Nature Methods Paper Leverages PacBio Sequencing Technology To Develop the Platinum Pedigree Benchmark

PacBio (NASDAQ: PACB), announced the results of a study published in Nature Methods describing a new, comprehensive truth-set of genomic variation which characterizes simple and complex variation. These improved benchmarks were used to retrain Google’s DeepVariant, a popular AI-based variant calling tool, resulting in a 34% reduction in erroneously called variants. This resource (the Platinum Pedigree) was built by scientists from PacBio in collaboration with researchers at the University of Washington, the University of Utah, and several other institutions.  

Combining inheritance-based validation with long-read sequencing, this benchmark accurately characterizes variants, even in difficult, repeat rich regions of the genome, producing the most complete view of validated genetic variation to date. 

“Comprehensive benchmarking datasets that include all variant types are foundational to progress in genomics methods development and the application of AI-driven tools, as well as to our understanding of genomic variation for both research and diagnostic purposes,” said Zev Kronenberg, lead author and Senior Manager at PacBio. “The Platinum Pedigree benchmark doesn’t just include simple variants in easy-to-sequence regions, it includes variants from across the entire genome, including regions that were previously excluded from benchmarks due to their complex nature.”
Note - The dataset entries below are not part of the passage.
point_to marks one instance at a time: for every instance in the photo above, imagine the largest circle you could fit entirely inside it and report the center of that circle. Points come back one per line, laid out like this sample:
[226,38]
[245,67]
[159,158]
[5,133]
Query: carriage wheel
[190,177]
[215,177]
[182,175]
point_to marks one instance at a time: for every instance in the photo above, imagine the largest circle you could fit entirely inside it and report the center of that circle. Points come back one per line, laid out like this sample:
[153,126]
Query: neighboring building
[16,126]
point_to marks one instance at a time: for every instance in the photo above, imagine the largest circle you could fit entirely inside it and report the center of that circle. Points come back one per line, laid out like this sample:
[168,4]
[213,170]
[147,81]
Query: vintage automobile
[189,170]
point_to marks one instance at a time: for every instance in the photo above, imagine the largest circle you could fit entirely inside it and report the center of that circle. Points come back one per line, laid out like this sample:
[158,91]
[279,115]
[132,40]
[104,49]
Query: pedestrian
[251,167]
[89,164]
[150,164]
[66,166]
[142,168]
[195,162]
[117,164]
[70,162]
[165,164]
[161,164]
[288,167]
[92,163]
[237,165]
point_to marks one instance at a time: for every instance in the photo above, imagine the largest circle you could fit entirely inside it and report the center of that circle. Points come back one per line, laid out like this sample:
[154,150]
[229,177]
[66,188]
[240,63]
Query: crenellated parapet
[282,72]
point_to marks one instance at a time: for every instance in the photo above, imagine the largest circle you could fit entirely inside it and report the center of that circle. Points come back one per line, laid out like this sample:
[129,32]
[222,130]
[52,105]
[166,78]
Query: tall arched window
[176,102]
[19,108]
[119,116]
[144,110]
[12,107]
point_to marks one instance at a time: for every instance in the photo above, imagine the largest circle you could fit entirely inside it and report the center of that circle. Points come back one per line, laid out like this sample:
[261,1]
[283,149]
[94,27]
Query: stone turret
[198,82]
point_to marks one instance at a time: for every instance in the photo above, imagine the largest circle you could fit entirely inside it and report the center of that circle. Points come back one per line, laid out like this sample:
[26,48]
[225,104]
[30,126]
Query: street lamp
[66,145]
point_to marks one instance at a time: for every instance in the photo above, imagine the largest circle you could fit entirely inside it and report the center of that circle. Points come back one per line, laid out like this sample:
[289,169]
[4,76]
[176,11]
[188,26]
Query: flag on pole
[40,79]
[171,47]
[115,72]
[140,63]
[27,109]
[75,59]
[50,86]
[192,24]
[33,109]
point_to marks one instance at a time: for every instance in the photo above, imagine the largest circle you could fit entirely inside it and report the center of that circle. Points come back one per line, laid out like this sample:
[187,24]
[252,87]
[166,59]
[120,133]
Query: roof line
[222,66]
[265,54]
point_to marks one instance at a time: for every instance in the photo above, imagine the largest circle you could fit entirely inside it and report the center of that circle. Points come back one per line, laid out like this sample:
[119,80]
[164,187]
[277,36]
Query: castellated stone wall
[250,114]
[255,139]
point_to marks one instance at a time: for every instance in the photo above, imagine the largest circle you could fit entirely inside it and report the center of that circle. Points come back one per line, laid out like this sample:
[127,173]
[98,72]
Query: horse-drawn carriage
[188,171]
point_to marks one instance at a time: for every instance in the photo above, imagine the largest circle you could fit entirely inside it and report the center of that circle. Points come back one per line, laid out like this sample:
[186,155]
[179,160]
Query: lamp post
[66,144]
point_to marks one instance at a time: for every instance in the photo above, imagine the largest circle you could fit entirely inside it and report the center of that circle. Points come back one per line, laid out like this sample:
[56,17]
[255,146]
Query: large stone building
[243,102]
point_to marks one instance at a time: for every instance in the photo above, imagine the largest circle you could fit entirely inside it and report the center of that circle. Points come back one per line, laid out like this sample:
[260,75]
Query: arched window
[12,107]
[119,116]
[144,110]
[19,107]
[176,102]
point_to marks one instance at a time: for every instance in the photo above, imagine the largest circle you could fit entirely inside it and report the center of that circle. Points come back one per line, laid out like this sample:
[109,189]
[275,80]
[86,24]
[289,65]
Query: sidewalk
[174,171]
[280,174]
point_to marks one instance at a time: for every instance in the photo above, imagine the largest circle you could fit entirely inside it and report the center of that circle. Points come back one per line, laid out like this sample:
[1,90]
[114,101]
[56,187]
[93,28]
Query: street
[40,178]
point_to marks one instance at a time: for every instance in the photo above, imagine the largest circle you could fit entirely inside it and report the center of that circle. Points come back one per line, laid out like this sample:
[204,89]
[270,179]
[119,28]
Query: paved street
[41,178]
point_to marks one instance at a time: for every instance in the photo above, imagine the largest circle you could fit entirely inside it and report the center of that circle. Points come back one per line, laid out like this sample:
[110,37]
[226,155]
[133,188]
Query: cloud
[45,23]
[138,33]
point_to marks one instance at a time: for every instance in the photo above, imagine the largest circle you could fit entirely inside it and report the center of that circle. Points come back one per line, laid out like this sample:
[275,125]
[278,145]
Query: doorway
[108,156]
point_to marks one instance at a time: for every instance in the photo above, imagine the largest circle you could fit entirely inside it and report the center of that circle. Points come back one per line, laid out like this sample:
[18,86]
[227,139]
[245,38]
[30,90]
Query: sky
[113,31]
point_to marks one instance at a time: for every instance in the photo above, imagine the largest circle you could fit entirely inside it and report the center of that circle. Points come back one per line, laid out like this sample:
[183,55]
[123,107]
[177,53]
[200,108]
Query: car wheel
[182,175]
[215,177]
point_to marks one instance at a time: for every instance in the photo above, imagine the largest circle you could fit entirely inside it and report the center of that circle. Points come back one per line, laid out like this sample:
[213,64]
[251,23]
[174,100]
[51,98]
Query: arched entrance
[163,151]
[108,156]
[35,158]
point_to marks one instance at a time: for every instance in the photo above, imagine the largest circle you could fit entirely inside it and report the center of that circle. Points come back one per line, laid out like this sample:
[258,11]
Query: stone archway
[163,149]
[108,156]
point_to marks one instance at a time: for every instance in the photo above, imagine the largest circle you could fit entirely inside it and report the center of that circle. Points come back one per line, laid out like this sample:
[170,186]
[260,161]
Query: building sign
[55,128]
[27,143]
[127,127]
The Platinum Pedigree dataset was developed using deep sequencing from three sequencing platforms across a 28-member, multi-generational family (CEPH-1463). By tracking the inheritance of genetic variants from parents to multiple children, the study confidently catalogs over 37 Mb of genetic variation segregating within the family from single nucleotide variants to large structural variants.

The dataset introduces the first large pedigree-validated tandem repeat and structural variant truth sets. It also adds more than 200 million bases extending the benchmark regions to 2.77 Gb, including difficult-to-map areas such as segmental duplications and low-complexity regions.

A Benchmark Built for the Dark Genome

As a demonstration of the value of improved benchmarks to improve AI and ML methods, the researchers retrained Google’s DeepVariant - a popular software tool that employs deep learning to identify genetic variants - using the Platinum Pedigree benchmark data. This updated DeepVariant model reduced errors by up to 34% genome-wide, including even higher gains in the most challenging regions of the genome. 

“This benchmark pushes accuracy where it matters most,” said Michael Eberle, senior author and Vice President of Computational Biology at PacBio. “It enables better evaluation of variant calling pipelines and accelerates the development of methods that finally reach the full genome, including some of the complex regions that are important for human health.”

A New Standard for Clinical and Population Genomics

The Platinum Pedigree benchmark is freely available and already being used by scientists to develop new sequence analysis tools and validate clinical sequencing workflows. It also provides a roadmap for future benchmarking efforts, especially those involving more complete genomes like T2T-CHM13.